In other states, non-licensees can earn referral fees, but only if they don’t engage in any activities that require a real estate license to earn compensation.
Many states consider soliciting business from homebuyers and sellers to be licensed activity, meaning consumers who generate leads for brokerages in exchange for compensation or brokerages that pay for such leads could be skating on thin ice.
Some industry experts also contend that the Real Estate Settlement Procedures Act (RESPA) further restricts the practice of paying people without real estate licenses for referrals.

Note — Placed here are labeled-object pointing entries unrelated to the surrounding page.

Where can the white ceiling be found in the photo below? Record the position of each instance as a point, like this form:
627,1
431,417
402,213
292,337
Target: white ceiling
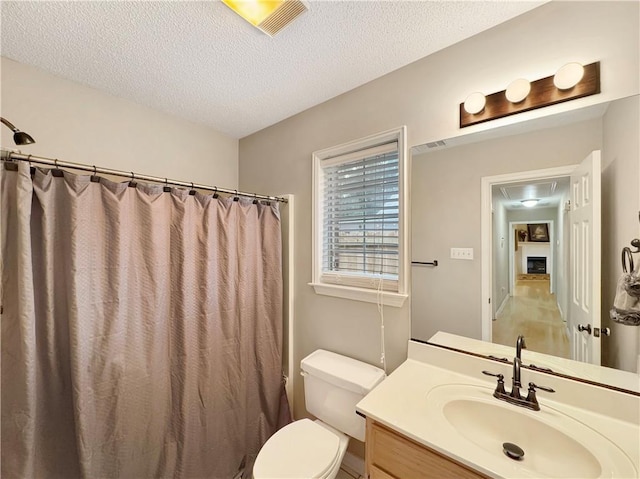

RESPA prohibits any “person” from giving or accepting any “fee, kickback, or thing of value pursuant to any agreement or understanding, oral or otherwise, that business incident to or part of a real estate settlement service involving a federal relate mortgage loan shall be referred to any person.”
Similar referral program shuttered
Inman learned of UpNest’s referral program not long after Open Listings, a high-tech brokerage covering Los Angeles and San Francisco, introduced a similar offer under which the firm offered to pay $500 to anyone for referring consumers that closed a transaction with Open Listings.
Following an inquiry from Inman, Open Listings ended the referral program, which it said had only been in soft launch.
Asked why Open Listings removed the offer, Open Listings CEO Judd Schoenholtz only told Inman at the time that: “We’re working to launch a program that helps our awesome community of homebuyers share Open Listings with their friends and colleagues.”
Asked today for an update on that program, Schoenholtz said “it’s no longer a priority” because Open Listings is receiving lots of organic attention.
“We’ve been too busy to put it on our roadmap or perform additional due diligence,” he said.
Ru, the CEO of UpNest, noted that UpNest’s offer differs from Open Listings’ now-defunct offer in that it’s only made to past UpNest users.
“We’re sending out to people who have done transactions with us or are in the process of closing,” he said.
Ru said UpNest hasn’t consulted an attorney about the referral program, but he said that he believes the startup has all its legal bases covered.
He added that he’s under the impression that RESPA applies to real estate agents and lenders referring business to each other for fees, but not to brokerages paying consumers for referrals.